Though Bali has had its share of ups and downs — like the hotel bombings that have kept Australian government travel advisories in place — visitor arrivals are rising. Ironically, Australians still lead the way, with Chinese and Japanese tourists rounding out the top three. The island was thrust into the spotlight briefly in farther flung locations when Elizabeth Gilbert’s inexplicably popular memoir Eat, Pray, Love (and the Julia Roberts film adaptation) hit bestseller lists globally. The international airport at capital Denpasar (Ngurah Rai) is in the midst of massive expansion plans to be able to support the upward spiralling visitor arrivals (currently approximately 11 million per year) coming in from Australia, China, New Zealand, Hong Kong, Taiwan, Malaysia, Singapore and beyond.

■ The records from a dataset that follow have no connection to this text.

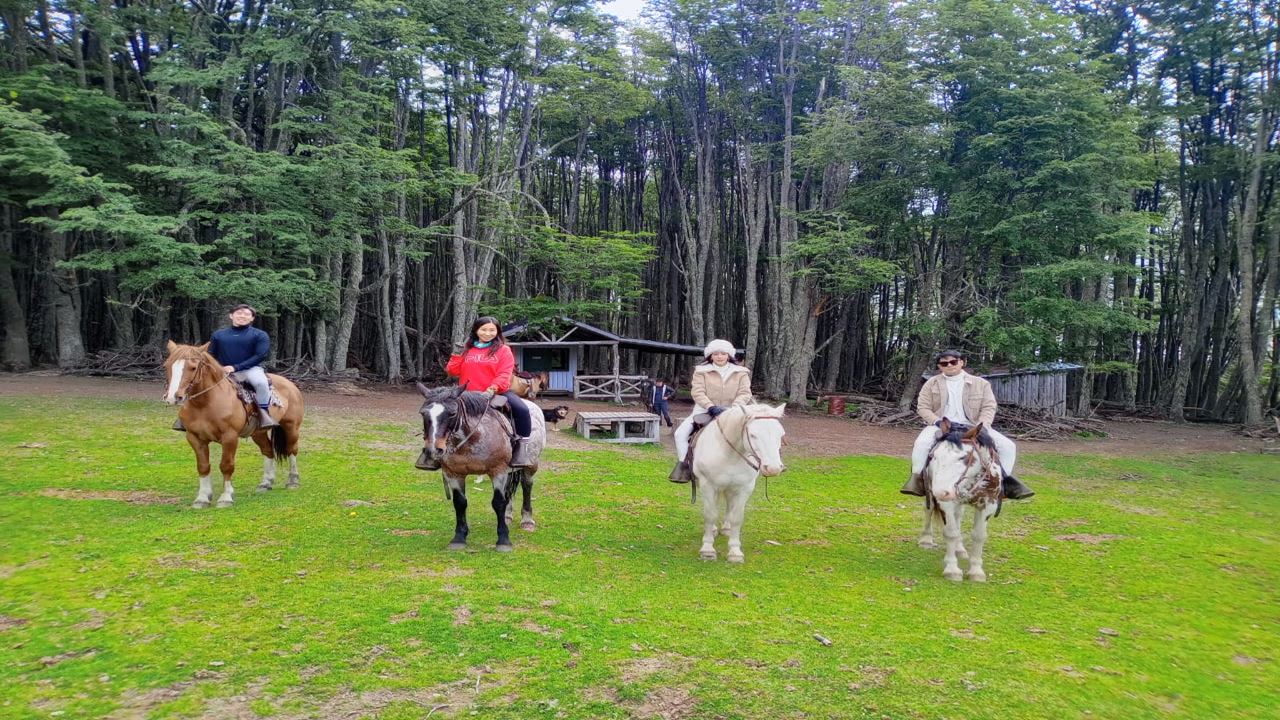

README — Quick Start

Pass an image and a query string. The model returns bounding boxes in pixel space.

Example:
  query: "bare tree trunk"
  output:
[737,146,769,365]
[45,210,84,368]
[0,3,31,73]
[1235,108,1271,427]
[329,233,365,373]
[0,205,31,370]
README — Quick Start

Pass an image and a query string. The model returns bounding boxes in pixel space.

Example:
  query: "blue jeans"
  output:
[653,400,675,428]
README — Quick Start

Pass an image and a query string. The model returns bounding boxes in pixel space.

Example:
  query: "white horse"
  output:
[692,405,786,562]
[919,420,1004,583]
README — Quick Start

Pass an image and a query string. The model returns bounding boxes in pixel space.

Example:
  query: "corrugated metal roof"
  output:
[502,316,703,356]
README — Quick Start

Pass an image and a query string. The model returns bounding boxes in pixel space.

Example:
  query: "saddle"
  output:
[684,413,716,503]
[236,380,285,438]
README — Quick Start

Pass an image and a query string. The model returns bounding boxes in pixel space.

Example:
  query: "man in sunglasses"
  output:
[900,350,1036,500]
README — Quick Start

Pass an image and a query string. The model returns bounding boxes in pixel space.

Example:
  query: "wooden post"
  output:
[613,342,622,405]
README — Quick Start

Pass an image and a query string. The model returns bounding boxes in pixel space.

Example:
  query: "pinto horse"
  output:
[164,340,302,509]
[417,383,547,552]
[920,419,1004,583]
[692,405,786,562]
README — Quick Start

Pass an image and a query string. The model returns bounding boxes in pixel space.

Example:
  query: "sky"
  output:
[599,0,645,22]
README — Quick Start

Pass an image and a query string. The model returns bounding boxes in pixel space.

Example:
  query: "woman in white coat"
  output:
[669,340,751,483]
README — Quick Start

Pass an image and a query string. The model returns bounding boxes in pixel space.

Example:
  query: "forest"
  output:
[0,0,1280,425]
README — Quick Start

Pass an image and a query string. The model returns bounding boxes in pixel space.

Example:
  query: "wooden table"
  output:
[573,411,662,442]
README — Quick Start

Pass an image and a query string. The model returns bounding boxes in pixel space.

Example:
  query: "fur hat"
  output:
[703,340,737,357]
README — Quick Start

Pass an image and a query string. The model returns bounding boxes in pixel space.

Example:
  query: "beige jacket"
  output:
[915,373,997,428]
[689,363,751,413]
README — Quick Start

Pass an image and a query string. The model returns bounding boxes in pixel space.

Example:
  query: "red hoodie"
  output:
[444,345,516,395]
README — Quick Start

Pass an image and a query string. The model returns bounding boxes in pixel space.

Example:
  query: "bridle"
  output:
[172,357,227,402]
[712,415,782,473]
[422,396,488,452]
[922,438,995,496]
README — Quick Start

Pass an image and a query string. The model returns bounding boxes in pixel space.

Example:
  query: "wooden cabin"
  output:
[982,363,1084,418]
[502,318,703,402]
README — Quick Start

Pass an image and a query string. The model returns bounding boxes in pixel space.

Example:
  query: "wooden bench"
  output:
[573,411,662,442]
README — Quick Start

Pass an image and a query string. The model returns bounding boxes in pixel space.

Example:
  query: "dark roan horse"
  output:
[417,383,547,552]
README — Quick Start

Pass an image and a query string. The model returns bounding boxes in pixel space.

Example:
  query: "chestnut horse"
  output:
[164,340,302,507]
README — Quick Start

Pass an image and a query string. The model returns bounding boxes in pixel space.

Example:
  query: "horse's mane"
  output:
[458,391,489,418]
[164,345,227,382]
[938,423,996,450]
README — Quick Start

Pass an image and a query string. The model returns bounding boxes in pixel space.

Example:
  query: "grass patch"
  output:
[0,398,1280,719]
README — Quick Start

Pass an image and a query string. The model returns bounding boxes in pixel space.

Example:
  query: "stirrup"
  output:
[507,437,532,468]
[667,460,694,484]
[897,475,924,497]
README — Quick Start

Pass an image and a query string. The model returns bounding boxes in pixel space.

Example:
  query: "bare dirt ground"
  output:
[0,370,1262,457]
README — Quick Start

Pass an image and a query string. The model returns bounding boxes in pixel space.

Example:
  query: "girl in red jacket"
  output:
[444,315,532,468]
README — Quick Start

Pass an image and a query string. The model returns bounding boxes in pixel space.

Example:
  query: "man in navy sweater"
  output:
[174,305,279,430]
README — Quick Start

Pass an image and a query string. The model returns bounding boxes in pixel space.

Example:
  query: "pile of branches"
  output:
[63,346,164,380]
[846,396,1107,439]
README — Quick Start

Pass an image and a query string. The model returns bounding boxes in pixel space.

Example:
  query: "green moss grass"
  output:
[0,398,1280,719]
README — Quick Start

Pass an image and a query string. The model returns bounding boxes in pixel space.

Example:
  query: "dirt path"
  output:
[0,372,1262,457]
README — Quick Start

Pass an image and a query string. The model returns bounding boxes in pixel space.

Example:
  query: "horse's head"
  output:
[925,419,1002,502]
[164,340,213,405]
[737,404,787,478]
[417,383,462,464]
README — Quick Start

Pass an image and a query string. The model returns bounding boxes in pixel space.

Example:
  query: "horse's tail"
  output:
[271,425,289,462]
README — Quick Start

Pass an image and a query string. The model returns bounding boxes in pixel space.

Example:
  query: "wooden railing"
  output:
[573,375,649,402]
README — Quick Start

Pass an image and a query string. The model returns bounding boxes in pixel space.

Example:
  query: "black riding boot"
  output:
[667,460,694,483]
[257,405,280,430]
[1001,475,1036,500]
[897,473,924,497]
[509,437,534,468]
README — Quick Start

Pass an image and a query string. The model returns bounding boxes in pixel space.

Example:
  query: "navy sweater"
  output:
[209,325,271,372]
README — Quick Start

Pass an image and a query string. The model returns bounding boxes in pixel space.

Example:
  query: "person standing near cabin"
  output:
[645,378,676,428]
[668,340,751,483]
[444,315,534,468]
[899,350,1036,500]
[173,302,279,432]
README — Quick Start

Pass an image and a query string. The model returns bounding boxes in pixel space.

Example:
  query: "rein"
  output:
[713,415,782,471]
[920,438,1004,502]
[182,360,227,402]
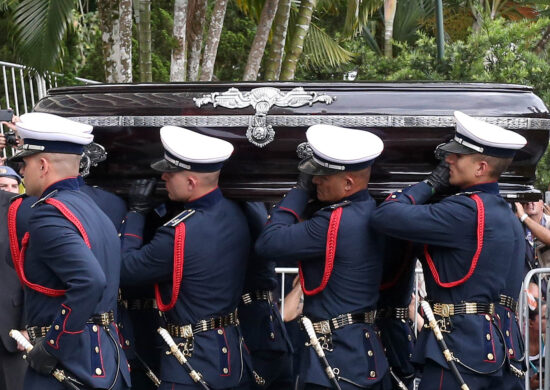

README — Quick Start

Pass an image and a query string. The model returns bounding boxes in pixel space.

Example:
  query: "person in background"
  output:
[0,165,21,194]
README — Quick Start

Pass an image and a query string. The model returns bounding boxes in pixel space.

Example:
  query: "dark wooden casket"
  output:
[35,82,550,201]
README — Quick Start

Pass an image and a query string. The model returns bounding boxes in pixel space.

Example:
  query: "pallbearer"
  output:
[256,125,391,390]
[121,126,250,390]
[371,112,526,390]
[8,113,130,390]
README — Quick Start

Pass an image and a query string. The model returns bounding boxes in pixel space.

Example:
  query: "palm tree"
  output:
[243,0,279,81]
[170,0,188,81]
[200,0,228,81]
[281,0,317,80]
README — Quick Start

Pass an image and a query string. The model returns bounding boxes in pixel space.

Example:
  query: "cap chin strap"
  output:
[454,135,483,153]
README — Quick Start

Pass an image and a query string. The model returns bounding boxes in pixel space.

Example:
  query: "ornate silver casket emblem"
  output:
[193,87,334,148]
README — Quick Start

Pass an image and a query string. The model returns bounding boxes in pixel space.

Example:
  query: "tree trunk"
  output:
[243,0,279,81]
[384,0,397,58]
[97,0,132,83]
[200,0,228,81]
[265,0,291,80]
[139,0,153,82]
[535,26,550,54]
[187,0,208,81]
[170,0,187,81]
[281,0,317,81]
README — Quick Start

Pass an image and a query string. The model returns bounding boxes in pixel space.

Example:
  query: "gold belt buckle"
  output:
[181,325,193,339]
[318,320,330,334]
[441,303,455,317]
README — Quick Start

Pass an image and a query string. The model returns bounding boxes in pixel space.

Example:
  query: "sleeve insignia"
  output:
[163,209,195,227]
[31,190,57,208]
[323,200,351,210]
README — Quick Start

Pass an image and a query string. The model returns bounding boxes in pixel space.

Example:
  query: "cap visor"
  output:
[439,140,478,154]
[298,157,342,176]
[8,149,42,162]
[151,159,184,172]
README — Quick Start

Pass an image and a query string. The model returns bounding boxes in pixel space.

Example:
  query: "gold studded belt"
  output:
[166,310,239,339]
[27,311,115,342]
[313,310,376,334]
[433,302,495,317]
[119,298,158,310]
[241,290,273,305]
[376,306,409,320]
[27,325,51,343]
[498,294,519,313]
[86,311,115,326]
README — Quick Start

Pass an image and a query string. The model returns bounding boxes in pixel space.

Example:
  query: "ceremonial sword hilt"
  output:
[420,301,470,390]
[9,329,82,390]
[157,327,210,390]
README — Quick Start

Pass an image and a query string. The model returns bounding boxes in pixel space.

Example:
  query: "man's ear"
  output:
[475,160,491,177]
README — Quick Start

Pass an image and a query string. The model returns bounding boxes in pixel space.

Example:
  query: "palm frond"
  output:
[300,23,354,69]
[14,0,75,72]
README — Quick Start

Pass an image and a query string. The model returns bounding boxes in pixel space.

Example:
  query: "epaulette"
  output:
[163,209,195,227]
[323,200,351,210]
[31,190,58,208]
[455,191,481,196]
[10,194,29,203]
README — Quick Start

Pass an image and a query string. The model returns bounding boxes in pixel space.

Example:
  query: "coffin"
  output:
[35,82,550,201]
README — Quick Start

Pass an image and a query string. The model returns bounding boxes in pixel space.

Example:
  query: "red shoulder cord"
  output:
[380,241,414,291]
[155,222,185,311]
[424,194,485,288]
[8,198,91,297]
[298,207,342,296]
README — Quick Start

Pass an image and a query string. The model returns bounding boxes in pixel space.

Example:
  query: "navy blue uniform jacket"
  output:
[371,182,524,373]
[256,189,388,389]
[10,178,130,388]
[121,188,251,388]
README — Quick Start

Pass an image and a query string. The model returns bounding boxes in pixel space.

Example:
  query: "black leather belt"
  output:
[241,290,273,305]
[376,306,409,320]
[498,294,519,313]
[166,310,239,338]
[27,325,51,342]
[432,302,495,317]
[27,311,115,342]
[313,310,376,334]
[119,298,158,310]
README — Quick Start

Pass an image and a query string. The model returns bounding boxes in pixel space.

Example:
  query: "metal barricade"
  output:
[519,268,550,390]
[0,61,99,157]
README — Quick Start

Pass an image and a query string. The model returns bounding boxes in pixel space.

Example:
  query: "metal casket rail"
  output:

All those people means hotel development is booming, and as such land prices are rising — estimated at 20 percent for 2012. In February, Knight Frank’s senior associate director of advisory and investment, Fakky Hidayat, told Indonesia Finance Today that Bali was morphing into a multi-purpose destination, including high profile events, and that was driving the resort, villa and hotel development charge. Combined with extensive road works and other infrastructure to complement the airport’s upgrades, Knight Frank’s research estimated that land prices in areas such as Seminyak (where the W is), Legian, Petitenget and Batu Belig, grew the most: 50 to 87.5 percent last year. Land in Seminyak is sitting at around IDR10 to 15 million per square metre (HK$8,500 to 13,000).
But leasehold property makes for complicated purchasing, and like Thailand, international investors need local partners if they stray from branded residences. But it’s not hopeless. “[International buyers] are buying for long lease land title. It’s hak pakai, or ‘right of use’. That’s not very popular for Indonesians, but there’s also a long lease title. After the expiration date they can return the land or extend the title with the landlord,” explains Hidayat. Nor are strata-title style purchases out of the question. Condotels, as they’re referred to in Indonesia, are being developed in direct proportion to hotels, and they provide investors the kind of passive rental-return based investment so common in Thai resort properties. And make no mistake: there are plenty of stand-alone luxury villas for sale in Bali, the majority of them managed.
“Talking about luxury villas, the most common practise for that is having a Balinese nominee, under a special arrangement. The land can also be purchasing by buying a 50-year lease, and when that expires you have to return the land as well as the premises on top of the land.”
Special arrangements with developers are fine, but does that equate with added risk? Do overseas “owners” have worry about losing their titles and vacation homes on a whim? Not really according to Hidayat. “That’s hard to say. There have been disputes with foreign buyers and landowners … Compared with freehold in other countries, yes, there is some risk, but the market is still there and response is good.”
For investors looking at vacation homes however, Bali makes good sense. “Oh yes. Bali is a combination of culture, the environment and the people. Any number of destinations have beautiful beaches, but not everything has it all. It’s popular with foreign tourists and Indonesians as well. Having said that,” Hidayat notes, “infrastructure is an issue. The airport finished its upgrades in order to keep up with the demand of arriving passengers, but there are roads and water supply issues and so on. But its still a good investment option because Bali continues to attract tourism from around the world.”